Now, if Hey Jude was over and done in three minutes, it wouldn’t have quite the same feel. Not a lot of time for naaaah-naaaaah-naaaaah-na-na-na-naaaaaah down the stretch if we’re trying to wrap it up too quickly. And sometimes in the financial world, a certain strategy or approach might take a little bit longer to come to fruition.

One example would be the stock market in general. If you invest money in a well-diversified stock-based portfolio and leave it alone for 20 years, there’s almost no scenario where you don’t end up making money over the course of those two decades. But there’s no guarantee that you’ll make money in the first year. In fact, you could see your investment get cut in half that first year. But if you let the song finish, you’re going to make your money back, and then some.

The problem, of course, is the people who believe strongly in this principle, but they don’t have 20 years on their side. If you’re 58 years old and you’re planning to retire in the next 5-7 years, you might not have time for the song to finish because you’re going to need some of your savings to start creating income for you relatively soon.

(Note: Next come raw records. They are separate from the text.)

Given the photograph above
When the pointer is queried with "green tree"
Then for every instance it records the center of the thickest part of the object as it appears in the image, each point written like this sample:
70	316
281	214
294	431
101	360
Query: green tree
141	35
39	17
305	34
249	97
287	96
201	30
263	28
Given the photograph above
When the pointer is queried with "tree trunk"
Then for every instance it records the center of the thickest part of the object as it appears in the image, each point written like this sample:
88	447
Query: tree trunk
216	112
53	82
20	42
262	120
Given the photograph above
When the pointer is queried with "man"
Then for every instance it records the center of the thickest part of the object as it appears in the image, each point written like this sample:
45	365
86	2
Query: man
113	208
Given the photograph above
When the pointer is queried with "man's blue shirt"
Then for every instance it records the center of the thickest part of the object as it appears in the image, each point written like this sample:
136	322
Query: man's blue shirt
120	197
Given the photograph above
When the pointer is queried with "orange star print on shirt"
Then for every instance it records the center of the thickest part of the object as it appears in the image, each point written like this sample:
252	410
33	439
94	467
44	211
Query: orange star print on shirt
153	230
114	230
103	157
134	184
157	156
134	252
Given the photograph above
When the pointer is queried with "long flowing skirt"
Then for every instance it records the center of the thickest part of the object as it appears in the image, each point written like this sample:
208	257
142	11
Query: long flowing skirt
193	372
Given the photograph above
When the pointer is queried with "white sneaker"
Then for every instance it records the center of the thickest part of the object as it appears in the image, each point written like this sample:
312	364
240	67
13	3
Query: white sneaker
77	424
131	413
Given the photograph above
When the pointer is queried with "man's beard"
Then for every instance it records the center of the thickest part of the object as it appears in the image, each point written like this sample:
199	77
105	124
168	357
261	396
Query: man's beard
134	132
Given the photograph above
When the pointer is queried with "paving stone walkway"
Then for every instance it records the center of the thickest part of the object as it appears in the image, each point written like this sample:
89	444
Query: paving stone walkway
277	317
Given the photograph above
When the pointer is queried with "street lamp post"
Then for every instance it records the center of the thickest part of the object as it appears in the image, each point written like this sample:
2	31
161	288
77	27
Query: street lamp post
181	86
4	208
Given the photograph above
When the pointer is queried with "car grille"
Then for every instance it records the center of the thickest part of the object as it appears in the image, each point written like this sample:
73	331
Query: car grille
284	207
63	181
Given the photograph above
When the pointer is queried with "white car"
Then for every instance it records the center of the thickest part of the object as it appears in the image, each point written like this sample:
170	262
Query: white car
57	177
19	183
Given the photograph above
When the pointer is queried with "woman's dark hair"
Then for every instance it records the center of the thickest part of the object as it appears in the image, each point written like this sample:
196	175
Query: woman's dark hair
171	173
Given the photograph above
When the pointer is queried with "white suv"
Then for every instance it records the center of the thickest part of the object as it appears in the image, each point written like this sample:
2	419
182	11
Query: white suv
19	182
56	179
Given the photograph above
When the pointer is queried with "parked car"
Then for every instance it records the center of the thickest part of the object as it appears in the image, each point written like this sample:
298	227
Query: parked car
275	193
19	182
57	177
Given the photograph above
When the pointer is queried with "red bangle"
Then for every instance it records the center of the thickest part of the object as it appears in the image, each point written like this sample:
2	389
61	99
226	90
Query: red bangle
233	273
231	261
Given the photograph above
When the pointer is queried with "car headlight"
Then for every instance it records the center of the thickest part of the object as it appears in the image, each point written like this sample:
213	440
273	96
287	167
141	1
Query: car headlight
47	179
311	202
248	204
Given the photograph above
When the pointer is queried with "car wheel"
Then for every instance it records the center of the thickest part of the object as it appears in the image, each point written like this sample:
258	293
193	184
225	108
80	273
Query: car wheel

So if you have time to let the song play to the end, that’s great. If not, you need to find a shorter song that gets the job done for you.

2) “Hey Jude” was once accidentally offensive to Jews.

For a while, the Beatles owned a retail store on Baker Street in London called the Apple Boutique, which they just happened to be closing right around the time that Hey Jude was released. On the shuttered building, an employee scrawled the words "Revolution" and "Hey Jude" to promote the new single (Revolution was the song on Side B).

Well, as it turns out, “Jude” is the German word for “Jew.” And without proper context, this marketing message was seen by Jewish folks in the area as hateful graffiti.

And in the very same way, there are things in the financial world that require the proper context before they can be evaluated properly.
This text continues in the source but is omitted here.